DeMint is a principled conservative who worked closely with Heritage during his 14 years of service in Congress. He even credits Heritage with getting him first interested in politics when he was running a small business.
DeMint has spent most of his life as an entrepreneur, building and running his own research and marketing firm. He will bring this experience to Heritage as he seeks to strengthen and revive the conservative movement.
Since he resigned from the Senate in January, DeMint has served as Heritage's president-elect. He is spending the transition period learning about Heritage's four-decade history of policy innovation, meeting conservative leaders and Heritage members across the nation, and plotting the next steps in helping to lead the conservative movement.
Heritage's plan to strengthen and revive the conservative movement
Reaching all Americans with conservatives' 'bold, positive ideas'
Speaking to Heritage members in New York, Jim DeMint said conservatives should continue to push for "bold, positive ideas" based on timeless, American, conservative principles.
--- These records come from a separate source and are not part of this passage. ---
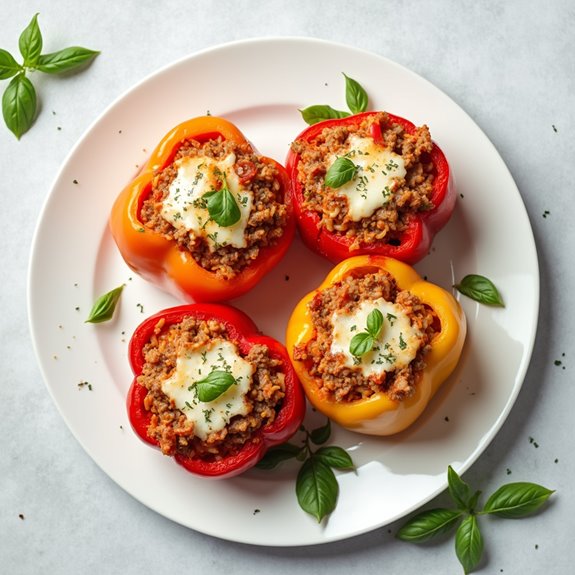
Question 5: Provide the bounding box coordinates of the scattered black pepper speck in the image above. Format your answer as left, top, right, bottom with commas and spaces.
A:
253, 509, 261, 515
460, 193, 465, 198
529, 436, 539, 448
552, 124, 557, 133
75, 306, 80, 311
554, 458, 559, 464
535, 544, 539, 550
506, 468, 512, 475
137, 303, 144, 313
57, 126, 62, 131
543, 210, 550, 218
444, 416, 450, 422
78, 381, 93, 391
73, 179, 78, 185
19, 514, 25, 520
285, 274, 290, 281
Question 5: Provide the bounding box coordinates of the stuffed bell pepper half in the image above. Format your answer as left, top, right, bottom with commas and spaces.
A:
286, 111, 455, 264
286, 255, 466, 436
110, 116, 295, 302
128, 303, 306, 478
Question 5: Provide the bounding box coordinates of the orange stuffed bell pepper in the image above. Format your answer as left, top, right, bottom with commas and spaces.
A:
110, 116, 295, 302
286, 255, 466, 436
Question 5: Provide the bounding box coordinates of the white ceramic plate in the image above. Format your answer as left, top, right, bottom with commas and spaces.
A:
28, 38, 539, 546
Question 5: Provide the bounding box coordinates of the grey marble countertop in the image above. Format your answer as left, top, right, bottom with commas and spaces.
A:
2, 1, 573, 573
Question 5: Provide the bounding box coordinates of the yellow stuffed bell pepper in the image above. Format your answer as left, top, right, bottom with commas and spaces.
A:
286, 255, 466, 436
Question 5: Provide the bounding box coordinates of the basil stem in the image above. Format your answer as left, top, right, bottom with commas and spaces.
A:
193, 370, 237, 402
454, 274, 504, 306
85, 285, 124, 323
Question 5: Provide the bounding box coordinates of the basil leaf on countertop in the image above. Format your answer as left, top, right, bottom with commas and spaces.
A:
85, 285, 124, 324
2, 73, 36, 139
0, 49, 21, 80
19, 13, 42, 67
35, 46, 100, 74
455, 514, 484, 575
482, 482, 555, 518
396, 508, 463, 542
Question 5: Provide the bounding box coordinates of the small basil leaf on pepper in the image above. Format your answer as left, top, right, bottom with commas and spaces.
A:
325, 156, 358, 188
454, 274, 504, 307
204, 174, 241, 227
85, 285, 124, 323
192, 370, 237, 402
343, 73, 368, 114
349, 331, 375, 358
366, 308, 384, 337
299, 104, 350, 125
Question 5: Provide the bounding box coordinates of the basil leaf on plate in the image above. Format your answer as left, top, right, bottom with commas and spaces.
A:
299, 104, 350, 125
85, 285, 124, 323
314, 446, 355, 470
454, 274, 504, 307
344, 73, 368, 114
309, 418, 331, 445
296, 457, 338, 522
255, 443, 303, 470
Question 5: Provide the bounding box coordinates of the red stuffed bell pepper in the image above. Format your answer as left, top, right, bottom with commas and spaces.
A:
110, 116, 295, 302
127, 304, 306, 478
285, 111, 455, 264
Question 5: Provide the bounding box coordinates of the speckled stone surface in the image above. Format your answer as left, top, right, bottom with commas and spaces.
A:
1, 1, 573, 573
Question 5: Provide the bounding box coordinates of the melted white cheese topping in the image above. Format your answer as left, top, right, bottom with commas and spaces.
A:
160, 154, 253, 251
330, 297, 422, 377
329, 135, 406, 221
161, 338, 253, 440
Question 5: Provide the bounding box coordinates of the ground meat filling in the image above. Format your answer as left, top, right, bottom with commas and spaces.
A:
291, 112, 435, 250
137, 316, 286, 461
293, 270, 437, 402
140, 138, 289, 279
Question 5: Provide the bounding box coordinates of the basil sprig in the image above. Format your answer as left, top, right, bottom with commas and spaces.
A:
203, 174, 241, 227
192, 370, 237, 402
454, 274, 504, 307
325, 156, 358, 188
256, 419, 355, 522
85, 285, 124, 323
349, 308, 384, 358
1, 13, 99, 138
300, 73, 368, 125
397, 465, 554, 574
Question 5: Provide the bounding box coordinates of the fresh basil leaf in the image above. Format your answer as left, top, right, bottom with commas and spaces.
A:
256, 443, 303, 470
299, 104, 350, 125
482, 482, 554, 518
2, 74, 37, 139
448, 465, 476, 512
309, 419, 331, 445
19, 13, 42, 67
349, 332, 374, 358
296, 457, 338, 522
35, 46, 100, 74
343, 73, 368, 114
454, 274, 504, 307
85, 285, 124, 323
455, 514, 483, 574
315, 446, 355, 470
205, 177, 241, 227
366, 308, 384, 338
325, 156, 357, 188
194, 370, 237, 402
396, 508, 463, 542
0, 49, 21, 80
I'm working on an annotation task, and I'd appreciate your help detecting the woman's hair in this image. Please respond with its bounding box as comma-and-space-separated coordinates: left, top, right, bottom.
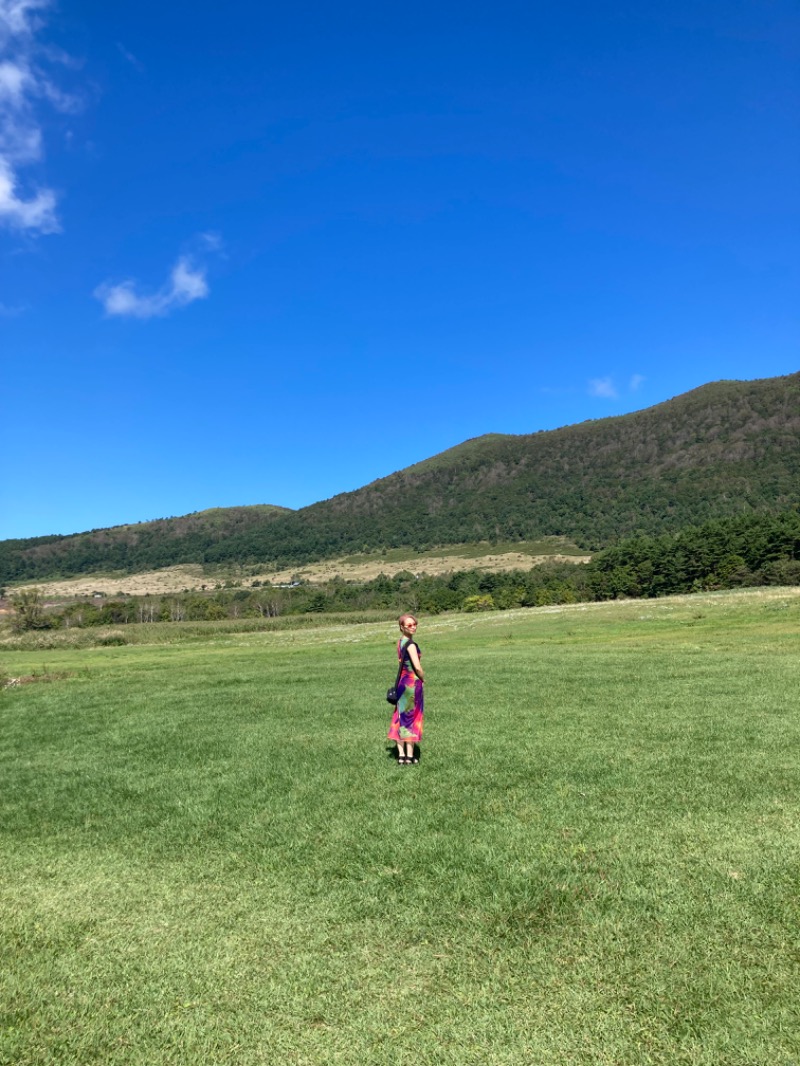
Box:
398, 613, 417, 627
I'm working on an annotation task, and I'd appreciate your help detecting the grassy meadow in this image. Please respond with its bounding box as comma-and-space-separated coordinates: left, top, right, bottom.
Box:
1, 589, 799, 1065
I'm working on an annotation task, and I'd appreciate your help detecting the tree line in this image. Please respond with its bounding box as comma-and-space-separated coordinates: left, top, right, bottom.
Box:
8, 509, 800, 631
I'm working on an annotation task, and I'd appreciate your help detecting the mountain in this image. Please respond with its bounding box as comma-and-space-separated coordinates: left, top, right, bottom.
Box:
0, 506, 291, 585
198, 371, 800, 564
3, 372, 799, 584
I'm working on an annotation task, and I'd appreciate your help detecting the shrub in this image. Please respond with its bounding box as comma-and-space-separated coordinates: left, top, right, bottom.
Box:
463, 594, 496, 612
97, 633, 127, 646
9, 588, 52, 632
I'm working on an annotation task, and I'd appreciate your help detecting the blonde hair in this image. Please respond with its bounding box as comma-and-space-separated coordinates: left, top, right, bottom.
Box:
398, 613, 418, 627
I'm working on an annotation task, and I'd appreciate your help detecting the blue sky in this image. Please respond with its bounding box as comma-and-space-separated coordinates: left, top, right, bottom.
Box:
1, 0, 798, 540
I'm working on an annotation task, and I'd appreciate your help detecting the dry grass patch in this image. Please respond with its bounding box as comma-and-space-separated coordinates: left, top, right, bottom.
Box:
261, 550, 590, 585
13, 565, 208, 599
12, 547, 590, 599
2, 669, 73, 688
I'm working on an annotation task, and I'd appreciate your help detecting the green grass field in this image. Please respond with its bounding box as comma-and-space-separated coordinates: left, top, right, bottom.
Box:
1, 589, 799, 1065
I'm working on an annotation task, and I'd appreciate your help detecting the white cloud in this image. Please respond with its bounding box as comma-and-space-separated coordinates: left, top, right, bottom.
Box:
0, 1, 48, 44
95, 255, 210, 319
629, 373, 645, 392
0, 154, 56, 229
588, 377, 618, 399
0, 0, 77, 234
0, 59, 31, 103
170, 256, 209, 302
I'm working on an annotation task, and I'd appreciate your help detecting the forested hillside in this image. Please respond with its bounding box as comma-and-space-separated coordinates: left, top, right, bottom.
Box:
177, 371, 800, 565
0, 506, 291, 585
3, 372, 799, 584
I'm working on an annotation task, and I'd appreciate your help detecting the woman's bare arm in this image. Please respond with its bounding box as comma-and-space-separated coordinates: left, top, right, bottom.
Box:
407, 643, 424, 682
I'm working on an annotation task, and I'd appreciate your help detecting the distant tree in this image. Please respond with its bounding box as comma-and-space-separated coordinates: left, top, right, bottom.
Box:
251, 597, 281, 618
99, 600, 135, 625
494, 585, 525, 610
305, 591, 327, 613
463, 594, 495, 612
10, 588, 51, 631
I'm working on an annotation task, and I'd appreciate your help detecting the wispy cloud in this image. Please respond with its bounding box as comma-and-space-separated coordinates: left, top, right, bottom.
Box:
199, 230, 223, 252
94, 253, 211, 319
116, 42, 144, 73
0, 299, 26, 315
0, 0, 46, 41
588, 377, 618, 399
0, 0, 79, 234
0, 155, 55, 228
588, 374, 647, 399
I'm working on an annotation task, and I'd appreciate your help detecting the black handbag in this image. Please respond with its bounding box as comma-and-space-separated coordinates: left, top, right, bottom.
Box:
386, 640, 415, 705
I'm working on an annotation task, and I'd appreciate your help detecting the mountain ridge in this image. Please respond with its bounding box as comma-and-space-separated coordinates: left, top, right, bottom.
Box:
2, 371, 798, 584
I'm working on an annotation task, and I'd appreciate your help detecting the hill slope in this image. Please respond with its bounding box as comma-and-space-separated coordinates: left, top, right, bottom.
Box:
0, 505, 291, 585
198, 371, 800, 564
3, 372, 799, 583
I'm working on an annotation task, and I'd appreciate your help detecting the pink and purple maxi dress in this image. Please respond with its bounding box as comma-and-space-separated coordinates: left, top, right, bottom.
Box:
387, 637, 424, 744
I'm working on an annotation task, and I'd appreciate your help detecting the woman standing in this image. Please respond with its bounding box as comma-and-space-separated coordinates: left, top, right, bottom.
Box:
388, 614, 425, 765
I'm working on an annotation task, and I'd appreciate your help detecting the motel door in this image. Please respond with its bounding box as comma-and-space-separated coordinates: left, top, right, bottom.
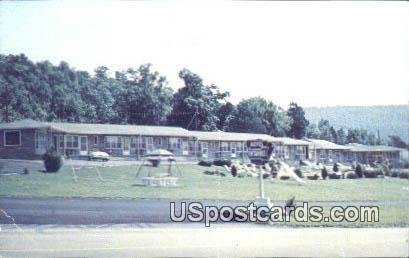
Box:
79, 136, 88, 156
123, 137, 130, 156
35, 131, 48, 155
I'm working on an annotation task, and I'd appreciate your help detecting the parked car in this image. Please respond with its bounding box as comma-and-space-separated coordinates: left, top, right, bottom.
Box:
88, 151, 110, 161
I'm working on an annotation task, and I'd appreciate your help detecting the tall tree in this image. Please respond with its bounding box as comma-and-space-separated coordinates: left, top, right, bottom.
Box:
286, 102, 309, 139
168, 69, 228, 130
336, 128, 346, 144
217, 102, 236, 131
228, 97, 289, 136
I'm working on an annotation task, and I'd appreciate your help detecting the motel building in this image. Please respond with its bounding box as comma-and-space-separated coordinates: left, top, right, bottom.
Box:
0, 119, 402, 166
0, 119, 195, 160
307, 139, 350, 164
345, 143, 402, 167
0, 119, 311, 162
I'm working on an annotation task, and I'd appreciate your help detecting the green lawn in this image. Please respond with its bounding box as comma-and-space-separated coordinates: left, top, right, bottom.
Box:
1, 164, 408, 227
0, 164, 408, 201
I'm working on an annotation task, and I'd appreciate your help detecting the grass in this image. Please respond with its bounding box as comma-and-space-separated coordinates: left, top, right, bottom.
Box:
0, 163, 408, 201
0, 163, 408, 227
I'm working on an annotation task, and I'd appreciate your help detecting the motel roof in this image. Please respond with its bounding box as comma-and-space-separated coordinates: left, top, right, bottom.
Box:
189, 130, 275, 142
272, 137, 310, 146
307, 139, 350, 150
0, 119, 192, 137
345, 143, 402, 153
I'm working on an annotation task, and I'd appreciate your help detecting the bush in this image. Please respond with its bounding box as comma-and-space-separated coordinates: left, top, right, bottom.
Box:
355, 164, 363, 178
391, 171, 399, 177
363, 171, 378, 178
399, 172, 409, 179
307, 174, 319, 180
346, 172, 358, 179
333, 163, 339, 172
42, 149, 63, 173
198, 160, 212, 167
321, 167, 328, 180
328, 173, 341, 179
280, 175, 290, 180
213, 159, 231, 167
294, 168, 304, 178
231, 165, 237, 177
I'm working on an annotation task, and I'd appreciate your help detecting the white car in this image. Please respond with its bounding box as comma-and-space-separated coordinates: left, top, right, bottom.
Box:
88, 151, 110, 161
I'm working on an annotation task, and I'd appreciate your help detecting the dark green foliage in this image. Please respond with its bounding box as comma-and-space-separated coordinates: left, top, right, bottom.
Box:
280, 175, 290, 180
213, 159, 232, 167
227, 97, 289, 136
294, 168, 304, 178
198, 160, 212, 167
328, 173, 341, 179
333, 163, 339, 172
321, 167, 328, 180
231, 165, 237, 177
286, 102, 309, 139
346, 173, 358, 179
307, 174, 319, 180
399, 172, 409, 179
42, 149, 63, 172
355, 164, 363, 178
363, 171, 378, 178
167, 69, 228, 130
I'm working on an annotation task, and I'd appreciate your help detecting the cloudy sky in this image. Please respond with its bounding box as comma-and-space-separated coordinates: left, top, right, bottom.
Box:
1, 1, 408, 107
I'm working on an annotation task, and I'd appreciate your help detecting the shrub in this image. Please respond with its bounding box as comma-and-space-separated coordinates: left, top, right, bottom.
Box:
280, 175, 290, 180
213, 159, 231, 167
328, 173, 341, 179
321, 167, 328, 180
23, 168, 29, 175
399, 172, 409, 179
355, 164, 363, 178
333, 163, 339, 172
346, 172, 358, 179
231, 165, 237, 177
42, 149, 63, 173
294, 168, 304, 178
363, 171, 378, 178
307, 174, 319, 180
198, 160, 212, 167
391, 171, 399, 177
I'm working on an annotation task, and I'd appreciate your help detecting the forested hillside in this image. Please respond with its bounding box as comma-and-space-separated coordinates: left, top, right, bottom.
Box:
305, 105, 408, 140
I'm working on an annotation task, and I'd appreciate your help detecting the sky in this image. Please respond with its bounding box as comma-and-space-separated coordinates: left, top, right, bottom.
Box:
0, 1, 408, 107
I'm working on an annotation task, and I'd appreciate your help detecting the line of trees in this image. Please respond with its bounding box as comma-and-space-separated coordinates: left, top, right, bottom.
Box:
0, 54, 407, 148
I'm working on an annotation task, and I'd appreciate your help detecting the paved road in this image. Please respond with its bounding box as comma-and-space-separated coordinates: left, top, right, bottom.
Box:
1, 197, 408, 225
0, 224, 408, 257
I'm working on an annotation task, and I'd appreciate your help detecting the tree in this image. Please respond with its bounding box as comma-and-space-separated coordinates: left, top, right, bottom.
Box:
168, 69, 229, 130
336, 128, 346, 145
318, 119, 332, 141
228, 97, 289, 136
306, 124, 320, 139
388, 135, 408, 149
286, 102, 309, 139
346, 129, 361, 143
217, 102, 236, 131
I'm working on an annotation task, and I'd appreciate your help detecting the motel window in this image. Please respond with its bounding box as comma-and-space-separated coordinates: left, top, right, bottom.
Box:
65, 135, 79, 149
169, 138, 180, 149
105, 136, 122, 149
130, 137, 137, 149
221, 142, 229, 152
4, 130, 21, 146
237, 142, 243, 151
59, 135, 64, 148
This means showing the American people that our principles work at all levels of government. States have not only served as sources of innovative new ideas -- as in Wisconsin under Scott Walker -- but they are also where most decisions ought to be made in our constitutional republic.
Too often, Washington politicians act based on what's popular, not what's right. But local politicians often have the ability to take bolder stands.
States like Wisconsin, Texas, and Michigan have shown our ideas can make a real difference for Americans. If we can demonstrate the effectiveness of conservative government at the state level, that can help us rejuvenate our movement nationally.